The three mobsters stared at him as if what he really needed was a straitjacket.
“I know what’s eatin’ the poor guy,” Johnny Blue Jaw announced. “He’s got the balance of twenty years over his dumb head if he breaks parole. Willy,” Johnny said softly as if he were talking to a baby, “don’t sing them parole blues to me. Whatta you think I got protection for down the waterfront? The Big Mob’s behind this numbers deal. Who do you think kept my piece of the docks for me when I was up the river?”

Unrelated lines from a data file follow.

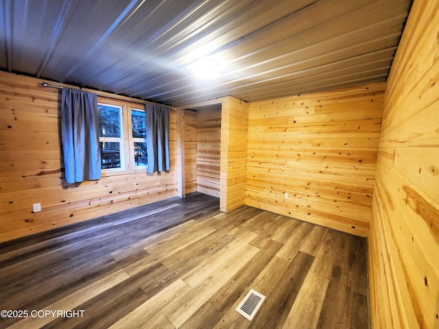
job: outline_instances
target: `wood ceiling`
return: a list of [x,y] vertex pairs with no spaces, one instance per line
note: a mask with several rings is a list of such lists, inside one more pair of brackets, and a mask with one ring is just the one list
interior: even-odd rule
[[[2,0],[0,68],[184,106],[385,81],[408,0]],[[190,64],[220,62],[200,80]]]

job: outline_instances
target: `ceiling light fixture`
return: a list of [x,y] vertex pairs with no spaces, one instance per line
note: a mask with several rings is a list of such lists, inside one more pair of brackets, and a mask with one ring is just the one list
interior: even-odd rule
[[211,80],[220,75],[221,65],[215,60],[200,58],[192,62],[192,74],[200,79]]

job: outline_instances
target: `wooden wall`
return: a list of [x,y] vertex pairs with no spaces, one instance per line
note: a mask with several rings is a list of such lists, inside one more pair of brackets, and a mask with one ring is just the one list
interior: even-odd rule
[[[60,92],[43,80],[0,72],[0,241],[176,195],[176,111],[171,171],[68,184],[60,146]],[[32,204],[43,211],[32,212]]]
[[384,101],[369,241],[374,328],[439,328],[439,1],[415,0]]
[[220,197],[221,104],[197,111],[197,190]]
[[248,103],[224,97],[221,114],[220,210],[228,212],[245,204]]
[[250,103],[246,204],[366,236],[385,87]]
[[197,112],[184,110],[185,194],[197,191]]

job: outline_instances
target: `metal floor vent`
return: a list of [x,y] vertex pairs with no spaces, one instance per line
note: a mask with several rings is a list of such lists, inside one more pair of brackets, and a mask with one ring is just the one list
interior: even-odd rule
[[236,311],[248,320],[252,321],[265,299],[265,296],[250,289],[236,308]]

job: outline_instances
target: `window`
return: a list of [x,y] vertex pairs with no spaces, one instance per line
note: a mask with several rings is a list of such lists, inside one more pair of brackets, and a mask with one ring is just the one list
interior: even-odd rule
[[145,171],[147,166],[145,108],[98,98],[102,173],[106,175]]
[[99,143],[103,169],[125,169],[122,107],[98,104]]
[[146,153],[146,126],[145,125],[145,110],[131,110],[131,130],[134,163],[136,169],[147,167]]

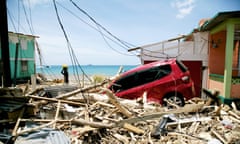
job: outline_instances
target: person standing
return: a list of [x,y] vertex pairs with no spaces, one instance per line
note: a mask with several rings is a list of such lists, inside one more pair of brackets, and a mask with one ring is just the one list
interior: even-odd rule
[[62,75],[64,76],[64,83],[68,84],[68,66],[67,65],[62,65]]

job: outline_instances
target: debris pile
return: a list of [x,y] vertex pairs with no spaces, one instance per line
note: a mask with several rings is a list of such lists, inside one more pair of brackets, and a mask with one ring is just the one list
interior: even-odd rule
[[0,141],[16,144],[56,143],[56,139],[61,139],[57,141],[61,144],[240,143],[240,111],[234,103],[219,103],[217,93],[207,94],[207,100],[194,98],[184,107],[172,104],[167,108],[147,103],[144,96],[138,100],[119,99],[102,84],[74,88],[51,97],[46,88],[39,88],[26,94],[27,103],[15,111],[2,108],[7,107],[6,99],[19,96],[3,95]]

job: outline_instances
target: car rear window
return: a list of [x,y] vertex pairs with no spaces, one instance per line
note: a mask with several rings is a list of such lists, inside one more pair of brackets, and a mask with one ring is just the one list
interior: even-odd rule
[[114,92],[127,90],[136,86],[144,85],[159,80],[171,73],[170,65],[152,67],[124,76],[114,82],[111,89]]
[[176,63],[178,65],[178,67],[181,69],[182,72],[188,71],[188,68],[181,61],[176,60]]

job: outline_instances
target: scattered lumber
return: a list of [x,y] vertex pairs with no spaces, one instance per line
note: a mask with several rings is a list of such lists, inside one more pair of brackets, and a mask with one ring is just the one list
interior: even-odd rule
[[[172,109],[147,103],[146,94],[142,101],[117,98],[110,90],[103,88],[103,83],[91,85],[60,94],[56,98],[36,96],[36,89],[25,95],[30,99],[26,102],[36,104],[38,115],[26,117],[23,107],[17,119],[2,119],[0,125],[9,128],[11,136],[18,137],[43,128],[59,129],[66,133],[72,143],[211,143],[217,140],[221,143],[240,142],[240,112],[224,105],[214,94],[206,91],[208,100],[192,99],[186,101],[184,107],[172,105]],[[76,102],[78,94],[88,93],[91,89],[101,90],[94,93],[96,97],[105,99],[89,100],[88,103]],[[104,92],[104,94],[102,93]],[[17,98],[18,96],[15,96]],[[13,98],[4,94],[3,98]],[[46,115],[41,116],[45,112]],[[50,115],[50,113],[52,113]],[[164,116],[171,121],[164,121],[161,137],[154,136],[154,130],[159,126]],[[34,123],[33,128],[24,128],[25,123]],[[3,128],[4,129],[4,128]],[[5,131],[8,129],[5,128]]]

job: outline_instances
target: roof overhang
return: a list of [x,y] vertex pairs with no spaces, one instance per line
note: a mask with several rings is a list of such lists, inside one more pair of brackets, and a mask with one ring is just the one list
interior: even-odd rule
[[[200,31],[216,33],[226,29],[227,23],[240,24],[240,11],[220,12],[212,19],[206,21],[199,29]],[[237,25],[235,29],[240,29],[240,26]]]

That week Willy started to collect numbers. What else could a guy do? You did what you were told with Johnny Blue Jaw. What else was there? Stickups? He was finished with that. And besides there was Lulu whose nickname was Babe whom he’d gotten used to and Babe didn’t come free. “I’m carrying my cross these days,” he said to her when she asked him why all the worry.
“What is it, sweetie? You tell Babe.”
“It’s the numbers, the damn numbers. I smell trouble ahead,” he said with a sigh.
Every morning Willy put on his dock walloper’s clothes and ate a solid dock walloper’s breakfast; oatmeal, three eggs and bacon, rolls and two cups of coffee. “I got to force myself to eat,” he was complaining to Babe. Then he walked to his pier, and in the July sun, hot even in the early mornings, prepared for business. This was simple. He set his cigar box down on top of a barrel. He was ready. The dock wallopers, hanging around for the shape, came over to make their bets. They kidded him as they picked their lucky numbers, but Willy felt they were on different sides of the fence now. The men with the hook had a name for the guys like him — “the ex-cons’ club.” Even Pete Harris, an ex-con himself who was always softsoaping Willy in hopes of Willy putting in a word for him for a collecting job, was on the other side now. You were either in the club or you were out. With a double triple out.
The club met in the back-room at Reagan’s. Number collectors from every pier between 42nd and 57th Streets. Stealers from the Stealing Department. Gunmen whom Johnny Blue Jaw tagged “the Sullivan boys” or “the Sullivans” because they carried guns in violation of the New York State Sullivan Law.
That back-room was a parolee’s nightmare.
“Got to allow for what the boys put under their shirts,” Al Linn might be saying when he felt mellow and in a mood to chew the fat about the secrets of his trade. “Got to allow for what the company expects to be lifted. You can’t steal the anchors off the anchor chains. You got to leave ’em the eyes in their heads.”
Buyers of stolen goods, fences and middlemen dickered with Al about shipments of Swiss watches or Scotch whiskey. Loan sharks who wanted an exclusive on the two thousand members of the union local showed up to get things straight with Johnny Blue Jaw. Gamblers with floating crap games, pimps, sure-thing operators, and always a character or two about whom Willy didn’t want to know more than he had to. Maybe a sailor or a steward off a ship whose specialty was thinking up new ways to outsmart the Narcotics Squad. Willy always felt better after he got rid of his policy slips and could beat it out.
And when some newspaper featured a series of articles on the waterfront rackets, Willy only wished that Johnny Blue Jaw’d never come back to town. For not only was he collecting numbers for Johnny. He’d also been elected to his old job of number-one listener.
As Johnny Blue Jaw was the number-one collector. Collecting from number collectors and number players both, from dope smugglers and loan sharks, from Al Linn and his Stealing Department and from the steamship lines for keeping something called “Labor Peace” while he collected a thousand a month of the union dues from Clancy the representative of the laboring man.